Je pourrais également hausser le ton, leur hurler ma colère, leur jeter leurs venins à la tête mais je n’ai pas la force. Je suis pas sûre qu’ils seraient capable de l’entendre, de concevoir qu’ils ne sont peut être pas dans le bon. Et puis est-ce en hurlant qu’on dit le mieux les choses ? Je me contente de les regarder me déballer leurs vacheries et de partir un peu plus loin, où ils ne sont pas.


Combien de fois n’ai-je pas entendu « tu devrais prendre soin de toi, te méfier, ne pas tout donner »… Je ne calcule pas quand je rencontre quelqu’un. Je donne… et je reçois tant les sourires que les pleurs, les joies que les peines.

 


Je suis juste fatiguée, lasse, quand le déséquilibre est tel que je me ramasse. Et parce que je ne calcule pas, que je ne prévois rien, la chute est d’autant plus difficile, douloureuse. Alors je me replie, serre fort mon compagnon peluche contre moi et je me ressource, je me recentre.


J’avoue que pour F., je suis dure à suivre. Ma fragilité est telle qu’en quelques heures, je peux passer du rires aux larmes sans prévenir. Et oui, dommage pour moi, je suis tellement expressive que même pas écrit mon mal être se ressent, se devine. Et parce que je garde ma souffrance pour moi, que je ne me raconte qu’à demi-mots, j’imagine au combien ça doit être surprenant pour lui de voir mon sourire s’effriter et de deviner mes larmes derrière mon écran sans comprendre le pourquoi.
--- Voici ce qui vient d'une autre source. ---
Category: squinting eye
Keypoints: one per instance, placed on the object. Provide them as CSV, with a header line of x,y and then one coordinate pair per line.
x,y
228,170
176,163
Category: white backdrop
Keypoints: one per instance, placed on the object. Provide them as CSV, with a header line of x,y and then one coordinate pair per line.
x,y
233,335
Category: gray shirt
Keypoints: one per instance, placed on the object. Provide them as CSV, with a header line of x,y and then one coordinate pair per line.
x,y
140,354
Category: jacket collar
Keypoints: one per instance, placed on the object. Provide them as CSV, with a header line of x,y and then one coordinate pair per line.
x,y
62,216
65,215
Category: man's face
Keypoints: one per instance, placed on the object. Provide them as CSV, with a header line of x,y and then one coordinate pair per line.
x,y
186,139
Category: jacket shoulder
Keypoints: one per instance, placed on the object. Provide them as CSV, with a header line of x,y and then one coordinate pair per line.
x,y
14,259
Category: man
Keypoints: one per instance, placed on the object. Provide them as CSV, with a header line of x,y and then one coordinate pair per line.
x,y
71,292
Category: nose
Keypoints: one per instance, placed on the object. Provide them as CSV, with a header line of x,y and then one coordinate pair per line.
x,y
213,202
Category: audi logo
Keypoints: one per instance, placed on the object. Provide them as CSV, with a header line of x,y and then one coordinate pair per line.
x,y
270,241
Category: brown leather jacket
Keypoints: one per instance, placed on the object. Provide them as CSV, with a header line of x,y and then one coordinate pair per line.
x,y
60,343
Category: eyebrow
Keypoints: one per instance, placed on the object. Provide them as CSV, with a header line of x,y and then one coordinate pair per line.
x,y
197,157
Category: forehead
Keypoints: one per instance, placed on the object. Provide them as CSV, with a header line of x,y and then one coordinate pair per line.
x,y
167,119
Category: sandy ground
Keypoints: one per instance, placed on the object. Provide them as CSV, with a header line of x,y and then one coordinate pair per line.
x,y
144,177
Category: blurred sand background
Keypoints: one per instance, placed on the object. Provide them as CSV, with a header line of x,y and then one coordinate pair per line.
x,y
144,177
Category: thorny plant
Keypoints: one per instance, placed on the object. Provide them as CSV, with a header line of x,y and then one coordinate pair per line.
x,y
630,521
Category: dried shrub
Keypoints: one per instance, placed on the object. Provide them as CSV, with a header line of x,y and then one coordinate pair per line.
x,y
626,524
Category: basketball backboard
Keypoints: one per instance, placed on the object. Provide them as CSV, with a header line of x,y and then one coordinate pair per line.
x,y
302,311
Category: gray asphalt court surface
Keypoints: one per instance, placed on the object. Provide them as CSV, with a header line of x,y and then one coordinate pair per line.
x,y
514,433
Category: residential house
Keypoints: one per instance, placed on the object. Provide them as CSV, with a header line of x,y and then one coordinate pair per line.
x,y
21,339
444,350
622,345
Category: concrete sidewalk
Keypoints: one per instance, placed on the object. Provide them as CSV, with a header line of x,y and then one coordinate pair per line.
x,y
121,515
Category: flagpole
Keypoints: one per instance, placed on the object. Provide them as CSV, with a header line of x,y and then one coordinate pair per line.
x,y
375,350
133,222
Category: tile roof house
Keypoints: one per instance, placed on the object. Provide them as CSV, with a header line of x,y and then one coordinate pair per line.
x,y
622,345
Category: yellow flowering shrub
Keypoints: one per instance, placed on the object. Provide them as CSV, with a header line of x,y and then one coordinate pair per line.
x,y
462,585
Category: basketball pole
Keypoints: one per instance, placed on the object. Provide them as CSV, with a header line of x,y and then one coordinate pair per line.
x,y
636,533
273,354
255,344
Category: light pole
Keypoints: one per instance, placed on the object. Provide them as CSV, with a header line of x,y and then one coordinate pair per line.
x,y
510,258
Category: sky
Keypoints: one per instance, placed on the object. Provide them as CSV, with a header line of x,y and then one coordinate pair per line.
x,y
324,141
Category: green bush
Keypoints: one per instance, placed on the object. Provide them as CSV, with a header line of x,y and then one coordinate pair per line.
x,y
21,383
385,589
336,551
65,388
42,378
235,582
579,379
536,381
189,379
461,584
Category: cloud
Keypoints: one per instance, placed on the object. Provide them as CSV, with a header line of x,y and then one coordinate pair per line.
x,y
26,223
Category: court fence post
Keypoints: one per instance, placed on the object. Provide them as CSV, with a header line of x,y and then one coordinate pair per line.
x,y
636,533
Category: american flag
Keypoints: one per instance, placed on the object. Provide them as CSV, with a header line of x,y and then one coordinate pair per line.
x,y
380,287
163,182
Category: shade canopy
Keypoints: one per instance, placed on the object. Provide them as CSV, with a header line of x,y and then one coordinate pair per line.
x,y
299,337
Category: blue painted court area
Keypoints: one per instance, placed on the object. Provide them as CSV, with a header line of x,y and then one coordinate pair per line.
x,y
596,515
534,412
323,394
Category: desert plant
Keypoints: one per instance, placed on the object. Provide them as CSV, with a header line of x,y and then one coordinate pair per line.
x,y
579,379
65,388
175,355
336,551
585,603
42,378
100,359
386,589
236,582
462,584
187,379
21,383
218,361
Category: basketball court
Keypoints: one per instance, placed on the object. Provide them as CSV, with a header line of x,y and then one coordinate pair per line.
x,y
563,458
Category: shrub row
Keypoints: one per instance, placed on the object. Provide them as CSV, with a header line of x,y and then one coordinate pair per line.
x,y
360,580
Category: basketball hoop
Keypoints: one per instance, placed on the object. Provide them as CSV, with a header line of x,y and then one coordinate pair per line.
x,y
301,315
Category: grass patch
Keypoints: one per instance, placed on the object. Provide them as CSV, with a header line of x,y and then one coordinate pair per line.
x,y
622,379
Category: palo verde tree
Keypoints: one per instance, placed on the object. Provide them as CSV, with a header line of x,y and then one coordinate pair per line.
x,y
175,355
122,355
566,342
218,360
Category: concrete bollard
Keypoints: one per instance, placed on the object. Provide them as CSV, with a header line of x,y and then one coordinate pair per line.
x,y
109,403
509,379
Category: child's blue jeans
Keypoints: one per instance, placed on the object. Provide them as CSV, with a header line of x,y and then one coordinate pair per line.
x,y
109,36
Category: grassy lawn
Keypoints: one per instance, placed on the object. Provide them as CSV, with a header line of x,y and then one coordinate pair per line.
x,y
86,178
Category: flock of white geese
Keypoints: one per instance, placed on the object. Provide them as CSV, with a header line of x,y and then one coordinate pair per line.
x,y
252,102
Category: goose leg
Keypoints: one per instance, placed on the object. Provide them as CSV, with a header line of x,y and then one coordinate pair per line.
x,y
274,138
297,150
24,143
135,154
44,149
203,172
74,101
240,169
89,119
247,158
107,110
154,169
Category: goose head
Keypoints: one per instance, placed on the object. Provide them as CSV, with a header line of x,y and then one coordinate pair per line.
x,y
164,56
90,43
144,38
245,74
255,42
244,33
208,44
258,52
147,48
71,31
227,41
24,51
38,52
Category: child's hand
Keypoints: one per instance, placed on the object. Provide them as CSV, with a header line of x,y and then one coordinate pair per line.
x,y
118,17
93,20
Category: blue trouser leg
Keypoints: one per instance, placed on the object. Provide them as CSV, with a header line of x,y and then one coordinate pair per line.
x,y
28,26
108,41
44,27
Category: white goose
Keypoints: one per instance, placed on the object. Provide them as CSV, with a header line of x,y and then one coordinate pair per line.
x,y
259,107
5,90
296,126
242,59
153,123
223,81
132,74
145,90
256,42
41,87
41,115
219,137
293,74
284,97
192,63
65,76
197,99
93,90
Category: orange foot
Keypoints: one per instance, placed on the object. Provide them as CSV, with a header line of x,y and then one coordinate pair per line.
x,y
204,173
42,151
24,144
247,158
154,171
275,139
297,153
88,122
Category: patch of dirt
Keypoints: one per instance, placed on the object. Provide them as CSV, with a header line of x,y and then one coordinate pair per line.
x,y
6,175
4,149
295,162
Humeur mélancolique ce soir. Je suis descendue dans le salon accompagné de mon fidèle nounours. Ma mère a sourit et n’a fait aucune remarque. Elle sait que dans ces moments là, je suis fragile mais que je vais gérée. Elle sait que je n’ai aucune envie de me confier et que ça passera de toute façon. Elle est venue se mettre à côté de moi dans le fauteuil, me parler de tout et de rien, d’une voix douce qui me disait combien elle m’aime et qu’elle serait toujours là pour moi. Je n’avais besoin de rien de plus. Je t’aime maman. Je sais que tu as pu entendre de la douceur dans mon silence et que tu as su voir un sourire dans mon regard au-delà de la tristesse qui l’embrumait.


Je m’excuse pour cette note un peu sombre, un peu douloureuse, un peu larmoyante. En ce moment mes notes sont, comme mon humeur, une fois négative, une fois positive. Ce blog me ressemble, il vit au gré de mes humeurs.